Deer Lake Red Wings forward T. J. Smith keeps a close eye on the play during a recent West Coast Senior Hockey League game against the Corner Brook Royals at the Corner Brook Civic Centre.
Deer Lake Red Wings forward T. J. Smith keeps a close eye on the play during a recent West Coast Senior Hockey League game against the Corner Brook Royals at the Corner Brook Civic Centre. - Dave Kearsey

CORNER BROOK, N.L. - Back on the ice playing the game he loves for fun.

An escape from the daily grind of life and the challenges that get thrown at you.

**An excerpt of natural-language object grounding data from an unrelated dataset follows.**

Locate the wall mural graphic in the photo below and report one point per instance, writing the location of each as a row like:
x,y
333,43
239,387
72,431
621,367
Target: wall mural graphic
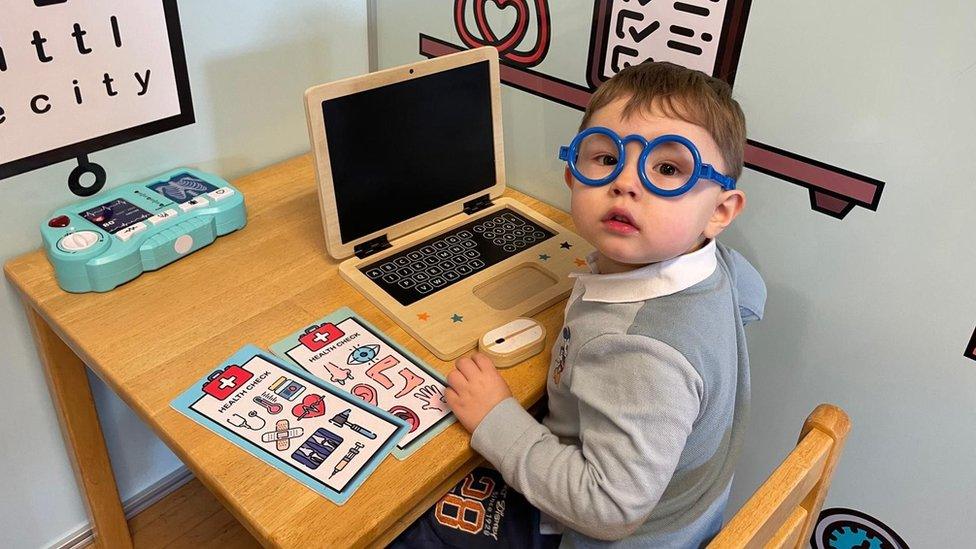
x,y
705,35
840,528
971,348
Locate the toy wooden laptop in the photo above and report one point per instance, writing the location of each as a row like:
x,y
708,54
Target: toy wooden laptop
x,y
410,169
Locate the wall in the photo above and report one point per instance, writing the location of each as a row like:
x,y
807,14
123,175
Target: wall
x,y
871,312
249,63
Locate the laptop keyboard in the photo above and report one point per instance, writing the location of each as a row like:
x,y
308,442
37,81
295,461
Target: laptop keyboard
x,y
449,258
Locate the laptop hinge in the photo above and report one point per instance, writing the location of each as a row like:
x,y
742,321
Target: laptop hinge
x,y
370,247
477,204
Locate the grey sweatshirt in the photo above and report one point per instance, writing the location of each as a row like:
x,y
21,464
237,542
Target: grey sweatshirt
x,y
648,396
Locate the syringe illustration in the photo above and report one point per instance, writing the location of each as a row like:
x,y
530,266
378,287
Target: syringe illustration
x,y
342,420
347,458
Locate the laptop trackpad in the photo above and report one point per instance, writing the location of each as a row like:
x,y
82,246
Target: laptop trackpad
x,y
514,286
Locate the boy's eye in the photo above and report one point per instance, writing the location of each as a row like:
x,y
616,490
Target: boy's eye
x,y
667,170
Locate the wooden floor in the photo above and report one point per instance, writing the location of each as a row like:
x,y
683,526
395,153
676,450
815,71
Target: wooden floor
x,y
189,517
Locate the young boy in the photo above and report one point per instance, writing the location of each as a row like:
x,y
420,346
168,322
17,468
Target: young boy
x,y
649,381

T. J. Smith is back playing competitive hockey again and it’s a lot of fun.

T.J. Smith. File
T.J. Smith. File

The St. Anthony native, a champion for those struggling with mental health issues after struggling with depression in his own world, is a welcomed addition to the Deer Lake Red Wings of the West Coast Senior Hockey League.

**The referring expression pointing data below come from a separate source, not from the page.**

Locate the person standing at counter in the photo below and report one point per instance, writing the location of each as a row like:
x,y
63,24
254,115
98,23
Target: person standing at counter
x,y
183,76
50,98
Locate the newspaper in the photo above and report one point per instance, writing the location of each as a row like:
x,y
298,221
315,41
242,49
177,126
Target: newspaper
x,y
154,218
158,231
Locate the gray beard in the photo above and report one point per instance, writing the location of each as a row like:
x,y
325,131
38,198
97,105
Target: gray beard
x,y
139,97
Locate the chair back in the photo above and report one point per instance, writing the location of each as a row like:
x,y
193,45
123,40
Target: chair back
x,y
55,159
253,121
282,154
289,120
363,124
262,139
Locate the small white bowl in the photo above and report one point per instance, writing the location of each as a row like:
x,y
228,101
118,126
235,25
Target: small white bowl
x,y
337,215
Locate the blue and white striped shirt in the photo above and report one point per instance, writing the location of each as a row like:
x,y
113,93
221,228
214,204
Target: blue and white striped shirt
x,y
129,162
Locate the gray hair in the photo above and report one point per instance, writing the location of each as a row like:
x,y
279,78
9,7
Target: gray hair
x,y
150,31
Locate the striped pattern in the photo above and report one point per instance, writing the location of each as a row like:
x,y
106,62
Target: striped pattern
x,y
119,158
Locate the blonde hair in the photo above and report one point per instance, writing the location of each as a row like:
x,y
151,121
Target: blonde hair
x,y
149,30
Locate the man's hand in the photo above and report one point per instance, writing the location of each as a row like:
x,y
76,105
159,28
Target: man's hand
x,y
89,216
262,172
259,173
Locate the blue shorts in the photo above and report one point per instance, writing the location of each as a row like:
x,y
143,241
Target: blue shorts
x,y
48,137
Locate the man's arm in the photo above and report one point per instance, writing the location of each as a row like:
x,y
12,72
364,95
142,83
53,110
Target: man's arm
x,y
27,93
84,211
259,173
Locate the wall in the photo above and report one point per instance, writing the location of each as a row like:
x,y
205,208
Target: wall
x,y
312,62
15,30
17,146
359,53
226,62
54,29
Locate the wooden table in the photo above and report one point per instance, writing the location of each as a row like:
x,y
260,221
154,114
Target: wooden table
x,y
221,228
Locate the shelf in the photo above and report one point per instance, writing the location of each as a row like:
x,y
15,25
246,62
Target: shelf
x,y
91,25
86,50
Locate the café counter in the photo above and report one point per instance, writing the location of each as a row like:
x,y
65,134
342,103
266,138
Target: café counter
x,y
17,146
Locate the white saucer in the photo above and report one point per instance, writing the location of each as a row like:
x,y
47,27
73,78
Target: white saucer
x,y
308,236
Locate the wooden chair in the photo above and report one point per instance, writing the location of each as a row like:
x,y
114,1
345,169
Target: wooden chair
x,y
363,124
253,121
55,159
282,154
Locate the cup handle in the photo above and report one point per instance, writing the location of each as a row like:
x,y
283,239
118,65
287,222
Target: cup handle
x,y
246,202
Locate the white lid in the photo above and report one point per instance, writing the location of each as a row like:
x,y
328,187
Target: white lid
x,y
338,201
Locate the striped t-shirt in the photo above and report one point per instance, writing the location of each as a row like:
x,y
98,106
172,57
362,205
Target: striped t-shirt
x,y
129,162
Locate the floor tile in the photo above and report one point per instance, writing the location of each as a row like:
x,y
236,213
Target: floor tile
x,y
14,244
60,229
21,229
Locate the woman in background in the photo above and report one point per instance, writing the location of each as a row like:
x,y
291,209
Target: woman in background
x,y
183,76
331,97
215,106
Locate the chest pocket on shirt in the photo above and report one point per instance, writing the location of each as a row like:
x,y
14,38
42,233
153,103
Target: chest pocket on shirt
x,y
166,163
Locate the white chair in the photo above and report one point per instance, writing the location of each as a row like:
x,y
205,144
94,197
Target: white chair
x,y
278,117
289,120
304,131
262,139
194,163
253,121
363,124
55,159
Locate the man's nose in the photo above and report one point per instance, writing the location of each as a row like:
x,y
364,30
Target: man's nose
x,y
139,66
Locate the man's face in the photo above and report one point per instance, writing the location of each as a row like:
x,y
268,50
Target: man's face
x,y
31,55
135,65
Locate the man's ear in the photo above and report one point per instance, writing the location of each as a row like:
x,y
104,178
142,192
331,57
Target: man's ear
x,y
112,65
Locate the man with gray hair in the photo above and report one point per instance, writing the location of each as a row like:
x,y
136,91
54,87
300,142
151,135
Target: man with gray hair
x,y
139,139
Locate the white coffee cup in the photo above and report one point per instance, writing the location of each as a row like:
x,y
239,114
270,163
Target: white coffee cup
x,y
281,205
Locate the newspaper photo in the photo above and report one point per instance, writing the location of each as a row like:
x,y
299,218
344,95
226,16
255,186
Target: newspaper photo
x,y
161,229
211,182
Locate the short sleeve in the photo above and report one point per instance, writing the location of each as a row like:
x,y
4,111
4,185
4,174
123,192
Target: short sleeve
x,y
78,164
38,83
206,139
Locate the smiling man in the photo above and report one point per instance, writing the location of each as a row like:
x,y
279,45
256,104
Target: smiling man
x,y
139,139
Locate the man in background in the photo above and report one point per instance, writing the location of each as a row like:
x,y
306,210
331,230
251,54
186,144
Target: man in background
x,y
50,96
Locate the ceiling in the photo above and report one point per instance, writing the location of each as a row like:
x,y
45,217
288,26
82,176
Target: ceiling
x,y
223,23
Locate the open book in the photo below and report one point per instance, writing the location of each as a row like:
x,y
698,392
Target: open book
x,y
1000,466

Smith, a former Western Kings star who played NCAA Division 1 hockey, is a former coach and general manager of the Yarmouth Mariners and assistant coach for the Valley Wildcats and Truro Bearcats, Junior A teams in the Maritime Hockey League.

Smith decided to return to St. Anthony early in January after his son and the mother of his child decided to move to Toronto.

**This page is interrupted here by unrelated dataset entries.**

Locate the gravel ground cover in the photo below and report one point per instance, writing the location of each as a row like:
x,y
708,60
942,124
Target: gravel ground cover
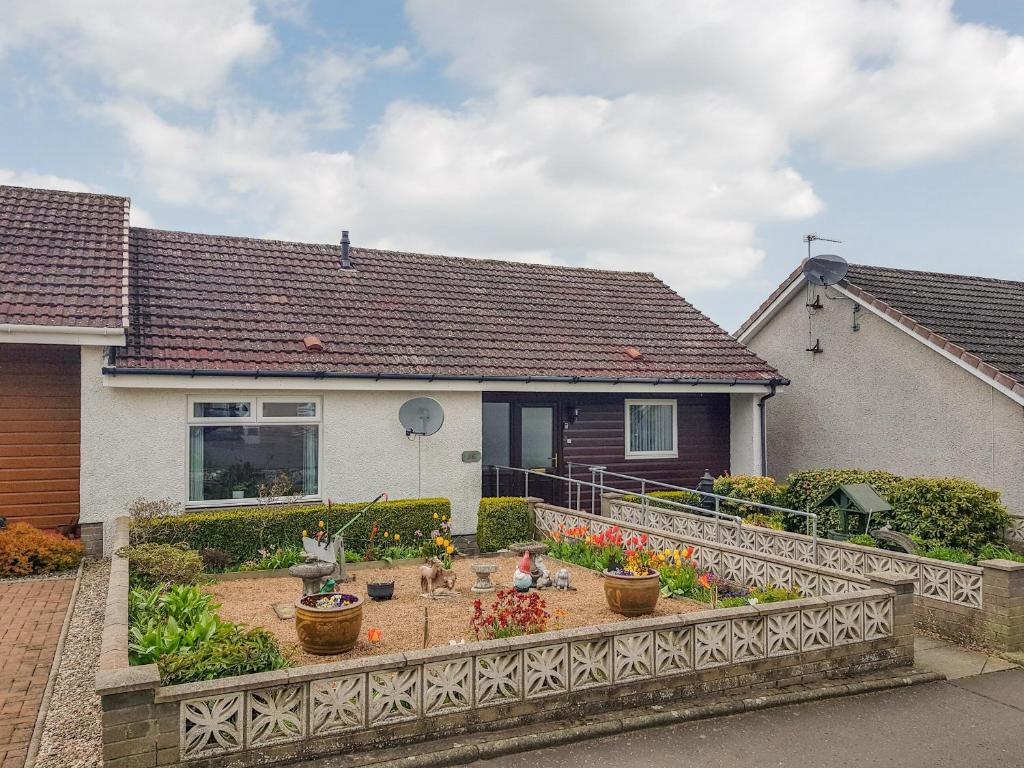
x,y
400,620
72,730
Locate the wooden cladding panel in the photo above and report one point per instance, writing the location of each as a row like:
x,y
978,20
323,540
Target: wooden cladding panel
x,y
40,407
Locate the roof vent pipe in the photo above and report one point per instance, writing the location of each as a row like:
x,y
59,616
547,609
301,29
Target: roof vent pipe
x,y
346,262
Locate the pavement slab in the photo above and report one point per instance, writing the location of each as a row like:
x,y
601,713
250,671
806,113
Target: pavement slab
x,y
937,725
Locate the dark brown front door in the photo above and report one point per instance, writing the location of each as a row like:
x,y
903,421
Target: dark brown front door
x,y
521,433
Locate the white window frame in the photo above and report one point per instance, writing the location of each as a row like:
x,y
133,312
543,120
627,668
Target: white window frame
x,y
254,419
674,454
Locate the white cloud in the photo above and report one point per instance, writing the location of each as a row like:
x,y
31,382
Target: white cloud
x,y
330,77
181,51
872,82
649,135
139,217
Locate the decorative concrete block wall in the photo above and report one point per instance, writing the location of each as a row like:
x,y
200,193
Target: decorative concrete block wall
x,y
361,704
976,603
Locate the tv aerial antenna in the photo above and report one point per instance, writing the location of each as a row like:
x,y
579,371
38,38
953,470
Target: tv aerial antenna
x,y
421,417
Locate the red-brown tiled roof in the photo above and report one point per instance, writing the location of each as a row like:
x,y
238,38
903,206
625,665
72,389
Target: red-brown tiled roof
x,y
978,321
216,303
62,258
982,317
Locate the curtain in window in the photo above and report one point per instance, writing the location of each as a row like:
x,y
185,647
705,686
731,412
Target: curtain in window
x,y
650,428
309,462
196,475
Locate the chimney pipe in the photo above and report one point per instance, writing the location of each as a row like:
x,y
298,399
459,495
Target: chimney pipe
x,y
346,262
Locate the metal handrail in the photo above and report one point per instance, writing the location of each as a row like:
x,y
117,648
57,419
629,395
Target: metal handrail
x,y
597,469
600,486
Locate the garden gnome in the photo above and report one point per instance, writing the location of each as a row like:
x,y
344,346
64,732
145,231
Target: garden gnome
x,y
521,580
562,580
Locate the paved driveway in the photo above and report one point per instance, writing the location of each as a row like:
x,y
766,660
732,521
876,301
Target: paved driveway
x,y
31,615
974,722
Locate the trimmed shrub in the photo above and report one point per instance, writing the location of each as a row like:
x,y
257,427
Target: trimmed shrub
x,y
805,489
681,497
751,487
162,564
948,511
244,531
503,520
960,513
26,550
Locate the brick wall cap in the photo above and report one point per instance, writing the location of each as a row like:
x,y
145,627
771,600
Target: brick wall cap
x,y
1001,564
892,580
128,679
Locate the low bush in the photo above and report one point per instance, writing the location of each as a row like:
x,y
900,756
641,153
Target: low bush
x,y
162,564
672,498
751,487
244,531
282,557
864,540
215,560
952,512
26,550
180,632
774,521
501,521
998,552
231,650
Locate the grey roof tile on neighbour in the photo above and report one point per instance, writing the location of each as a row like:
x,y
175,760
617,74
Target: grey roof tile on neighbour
x,y
219,303
984,315
62,258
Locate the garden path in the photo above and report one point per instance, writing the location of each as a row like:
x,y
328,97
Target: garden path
x,y
32,612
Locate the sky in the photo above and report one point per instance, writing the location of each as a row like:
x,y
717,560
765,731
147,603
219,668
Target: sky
x,y
696,139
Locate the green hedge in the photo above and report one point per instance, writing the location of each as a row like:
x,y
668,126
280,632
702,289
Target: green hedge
x,y
948,511
503,520
682,497
244,531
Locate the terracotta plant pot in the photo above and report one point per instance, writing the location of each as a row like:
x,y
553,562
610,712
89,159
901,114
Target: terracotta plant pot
x,y
328,631
631,596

The days of fighting suicidal thoughts are behind him and he’s thankful for the support he received along the way so now he’s just focused on making the most out of life.

While being back home provides him with an avenue to continue shooting around the puck, it also enabled him to establish his mental health business on familiar turf and he’s also been busy passing on his hockey wisdom to young boys and girls on the Northern Peninsula through hockey schools.

He’s been in the lineup for the Red Wings for the past four games and certainly didn’t look out of place despite the fact he’s been away from competitive hockey for a number of years.

“Coming home was something I had to do and so far it’s been good,” Smith said. “I didn’t know what to expect at first, but now that I’ve played a few games it feels good again.”

The 31-year-old likes the concept of local players playing for their community and believes it’s the way to keep senior hockey alive because bringing in imports has proven to be too costly on too many occasions over the years.

He remembers the times when players came into the province on the weekends and got a fair chunk of change for playing a few games of hockey and going back home again.

He was one of them for a couple of years and he admits there were many imports (including himself) who were only motivated by the envelope of cash at the end of the weekend.

“Some were just coming over to get the money. They didn’t really care and didn’t have that much pride in playing,” he said.

Smith is expected to give the Red Wings some experience and depth in the quest for a senior hockey title.

They’ll probably get a little more given the fact Smith has proven to be a guy who is willing to fight for something he truly believes in.